Logistics / Supply Chain

Forecasting and AI Agents for Arison's Warehouse Operations

Arison tracked inventory on spreadsheets and guessed at demand. We shipped agents for inventory allocation and forecasting, plus a self-service client dashboard — and delivered visibility the team had chased for three years.

AI Agents Forecasting API Integration Dashboards
35% Inventory cost cut
98% Stock accuracy
7.4× Inventory turnover
Real-time Warehouse visibility

Arison operates a multi-site warehouse network for a portfolio of retail and e-commerce clients. Every client expects inventory accuracy, every client calls in for stock checks, and every client pays for the operational overhead that those phone calls generate.

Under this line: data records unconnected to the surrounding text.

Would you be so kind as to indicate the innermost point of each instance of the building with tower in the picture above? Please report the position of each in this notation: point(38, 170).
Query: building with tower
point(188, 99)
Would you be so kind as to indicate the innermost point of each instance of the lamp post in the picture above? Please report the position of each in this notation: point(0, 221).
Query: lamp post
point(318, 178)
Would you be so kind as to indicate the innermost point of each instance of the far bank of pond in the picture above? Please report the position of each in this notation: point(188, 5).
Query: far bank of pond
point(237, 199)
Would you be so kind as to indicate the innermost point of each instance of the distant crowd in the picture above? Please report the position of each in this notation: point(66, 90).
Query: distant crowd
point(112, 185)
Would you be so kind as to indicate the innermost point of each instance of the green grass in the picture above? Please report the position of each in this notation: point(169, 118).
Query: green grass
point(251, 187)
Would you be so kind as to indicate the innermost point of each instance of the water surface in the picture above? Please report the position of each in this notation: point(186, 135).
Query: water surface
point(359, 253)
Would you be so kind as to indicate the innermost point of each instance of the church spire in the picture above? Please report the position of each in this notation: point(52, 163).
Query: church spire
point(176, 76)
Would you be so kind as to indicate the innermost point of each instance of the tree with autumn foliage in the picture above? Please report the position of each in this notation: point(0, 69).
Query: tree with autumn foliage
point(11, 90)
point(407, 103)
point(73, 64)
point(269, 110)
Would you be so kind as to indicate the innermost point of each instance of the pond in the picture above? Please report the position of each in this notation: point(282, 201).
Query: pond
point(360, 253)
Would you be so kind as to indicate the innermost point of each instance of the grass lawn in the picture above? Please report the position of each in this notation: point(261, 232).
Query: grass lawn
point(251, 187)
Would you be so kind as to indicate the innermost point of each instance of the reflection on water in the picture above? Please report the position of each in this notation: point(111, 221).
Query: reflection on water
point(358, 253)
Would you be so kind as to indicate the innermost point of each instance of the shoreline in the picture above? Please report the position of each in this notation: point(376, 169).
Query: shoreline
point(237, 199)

Before this engagement, inventory was tracked on spreadsheets that pulled from four disconnected source systems — ERP, WMS, e-commerce channels, and shipping logs. Demand was forecast by intuition. Stockouts were frequent, inventory cost was the largest line on the working-capital report, and BI attempts had stalled because every dashboard was a day stale the moment it rendered.

sesgo.ai shipped a unified data layer, a forecasting ensemble, AI agents for inventory allocation and reorder decisions, and a self-service dashboard with a clean API boundary — so Arison's clients can now check their own inventory without picking up the phone. The system went live in 12 weeks.

01 · The Challenge

Four systems, zero source of truth, stockouts as a way of life

Arison's inventory reality lived across four systems that did not talk to each other. The ERP held the financial truth, the WMS held the location truth, the e-commerce integrations held the sales truth, and the shipping logs held the outbound truth. Nothing reconciled automatically. Every morning a team pulled exports into spreadsheets and tried to stitch a picture together — a picture that was already obsolete by mid-afternoon.

Demand forecasting was effectively a guess. The planning team used rolling averages and gut feel. That worked well enough for SKUs with stable turnover, but the long tail — seasonal items, promotional bundles, and the newest inventory tier — was where cost hid. The forecasting gap translated directly into two expensive failure modes: over-ordering, which tied up working capital on slow-movers, and under-ordering, which produced frequent stockouts on fast-movers.

The stockout pattern was the most visible problem to clients. Arison was absorbing fourteen stockout events per month across the network. Each event meant missed revenue for the client, a phone call to Arison ops, and an incident report that nobody had time to root-cause before the next one hit.

Finance flagged inventory cost as the largest working-capital drag in the business. The CFO had allocated budget for "something that fixes this" two years running. Two prior BI vendor attempts had stalled — dashboards looked great in demos, but the underlying data was always a day stale, and nobody trusted numbers they could not refresh in the moment.

The client-facing overhead completed the picture. Arison's support team was fielding an average of hundreds of "do I have stock of X?" calls per week from client buyers, operators, and AP teams. That overhead had no margin attached to it, and it was growing every quarter as the client roster grew.

02 · Our Approach

Data layer first, models second, agents last — API-first throughout

The KPI framing made the priority obvious. Working capital is the upstream metric. Stock accuracy, stockout count, and inventory turnover are the leading indicators of working capital and the only three numbers that needed to move. Every decision in the engagement was evaluated against whether it moved those three.

Sequencing followed directly. Unified data first, forecasting second, agents third, dashboard throughout. Nothing downstream could work if the data was wrong upstream, so the first four weeks of the engagement were spent on the unglamorous discipline of ingestion, contracts, and a single canonical inventory model in Snowflake built with dbt.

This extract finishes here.